Un Clov vieilli avant l’âge qui traine les pieds comme une âme en peine,
perd la mémoire, se perd dans un espace clos et vide, se reperd en méandres
mentaux qu’il déroule devant nous morceau par morceau, en bribes, le seul repère
que lui laisse son maître, maître physique, maître à penser, maître de céans et
à en mourir en son propre repaire. En d’autres termes Clov s’est fait mettre à
tous les niveaux, dans tous les sens et même en travers toute sa vie de
dépendance par son maître absolu Hamm. Il s’est fait mettre et remettre à sa
place qui est en dessous du plus bas jour après jour et il a toujours
obtempéré, obéi, assumé et étrangement assouvi ses propres envies d’esclavage.
Un Hamm misérable, exécrable, méprisable de haine des autres, surtout
depuis qu’ils sont tous disparus à son œil mental, de haine du monde surtout
depuis qu’il ne peut plus le voir et qu’il veut nous faire croire qu’il
n’existe plus, de haine contre la vie elle-même qu’il nie dans les autres pour
mieux s’en repaître en lui seul dans les derniers instants qu’elle veut bien
lui condescendre. Il commande en chef, ordonne en désordre, somme en
soustraction ou en division, signifie de façon insensée à tous et à chacun de
ceux qu’il autorise à encore ne pas mourir autour de lui. Nous sommes enfermés
dans sa cécité qui devient notre nécessité absolue et par là même la nécessité
impérative de nier cette nécessité et de fuir sa purulente cécité.
Nagg et Nell ont la partie facile car il les a rejetés dans des poubelles
qu’il leur est aisé de refermer et dont il leur est commode de ne pas sortir.
Ils n’entendent qu’à moitié les ordres et encore ne les respectent en rien.
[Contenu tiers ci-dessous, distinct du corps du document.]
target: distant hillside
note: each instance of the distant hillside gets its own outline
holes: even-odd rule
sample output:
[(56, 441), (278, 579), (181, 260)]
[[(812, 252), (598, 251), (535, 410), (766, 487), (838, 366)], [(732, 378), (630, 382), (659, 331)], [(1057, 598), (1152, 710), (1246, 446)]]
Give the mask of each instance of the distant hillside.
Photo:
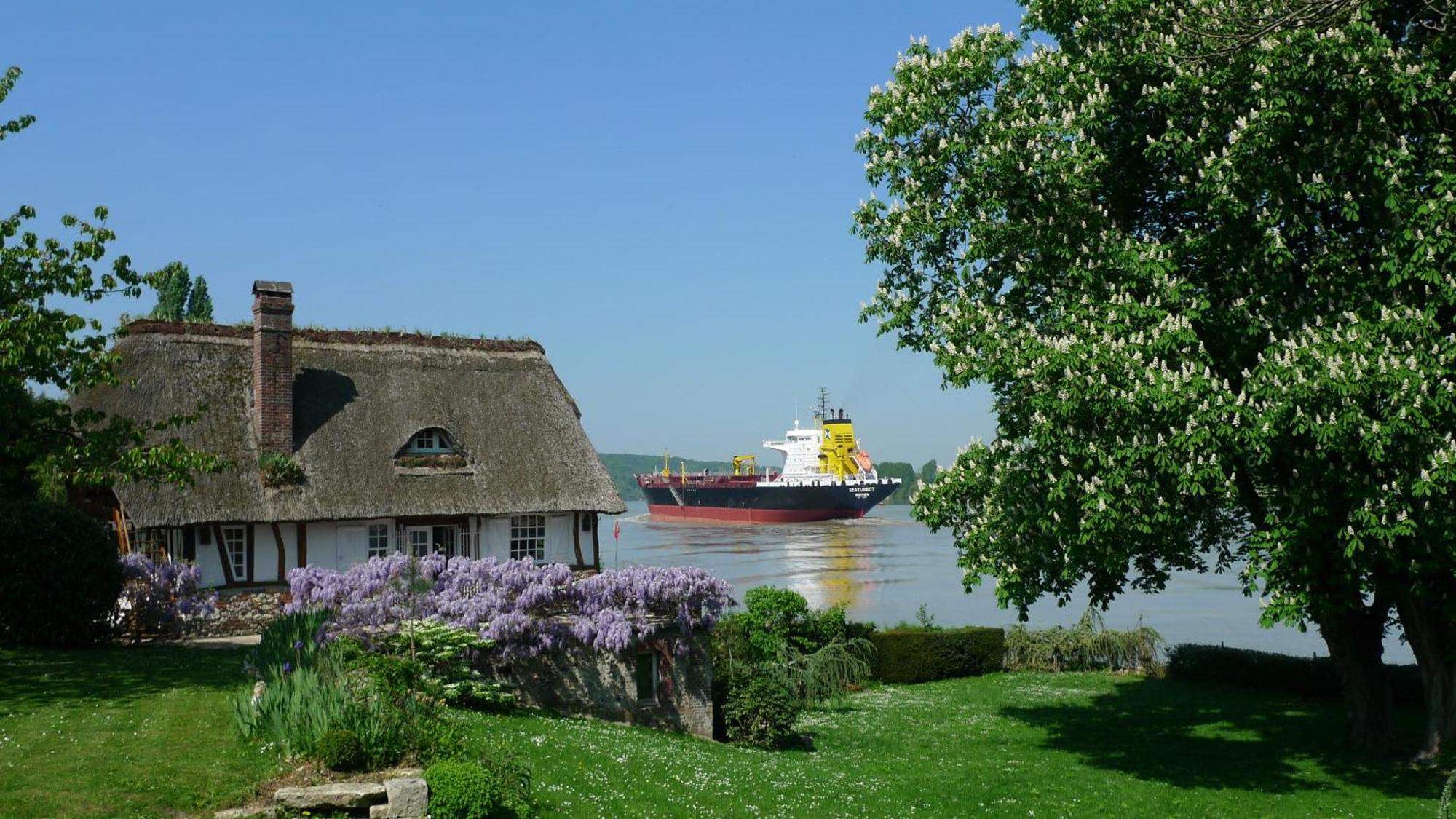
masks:
[[(612, 485), (617, 488), (622, 500), (642, 500), (642, 490), (638, 488), (636, 481), (632, 478), (633, 475), (662, 471), (661, 455), (613, 455), (610, 452), (598, 452), (597, 458), (601, 459), (601, 465), (612, 475)], [(732, 463), (728, 461), (693, 461), (692, 458), (677, 458), (674, 455), (671, 463), (673, 472), (677, 472), (678, 463), (689, 472), (702, 472), (703, 469), (709, 472), (732, 471)]]
[[(662, 471), (661, 455), (613, 455), (610, 452), (598, 452), (597, 458), (601, 459), (601, 465), (612, 475), (612, 484), (617, 488), (622, 500), (642, 500), (642, 490), (638, 488), (636, 481), (632, 478), (633, 475)], [(671, 459), (673, 472), (677, 472), (678, 463), (689, 472), (702, 472), (703, 469), (709, 472), (732, 471), (732, 463), (728, 461), (693, 461), (692, 458), (677, 458), (674, 455)], [(910, 503), (910, 493), (914, 491), (916, 481), (922, 478), (929, 479), (935, 475), (935, 461), (922, 466), (919, 474), (916, 474), (914, 466), (898, 461), (877, 462), (875, 471), (879, 472), (881, 478), (900, 478), (904, 481), (895, 490), (895, 494), (885, 498), (885, 503)]]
Nell lui meurt d’ailleurs entre les doigts. Heureux soient ceux qui n’ont qu’un
couvercle pour horizon et qu’une poubelle pour ligne de mire. Il ne leur reste
qu’à attendre le passage de la benne.
Le décor est rendu vomissable par le metteur en scène. Outre les obliques pseudo-verticales,
outre l’absence de lumière d’un clair obscur blafard, outre l’absence de
mobilier qui rend signifiants des éléments disparates et sans contenu, sinon
des cadavres en sursis, outre la crasse systématique de ce décor couleur caca
et rien d’autre, ce décor ne signifie qu’une seule chose, que l’esprit
pourrissant et pourri de fond en comble de Hamm qui pense le monde à son image,
l’image d’une catastrophe ambulante qui domine tout de sa gaffe impuissante et
inutile puisqu’il n’a ni roue ni eau, que cet esprit n’est ni saint ni sacré ni
sacré-saint. Sa gaffe n’est qu’une image de son impotence sexuelle comme un
grossissement de l’organe qu’il n’ aplus, tout comme son chien sans sexe et à
trois pattes, bien sûr comme tout ce qui le concerne, de son mouchoir
ensanglanté comme le linceul d’un Ponce Pilate qui se prendrait pour le Christ
à ses lunettes noires de devin ayant perdu la vue.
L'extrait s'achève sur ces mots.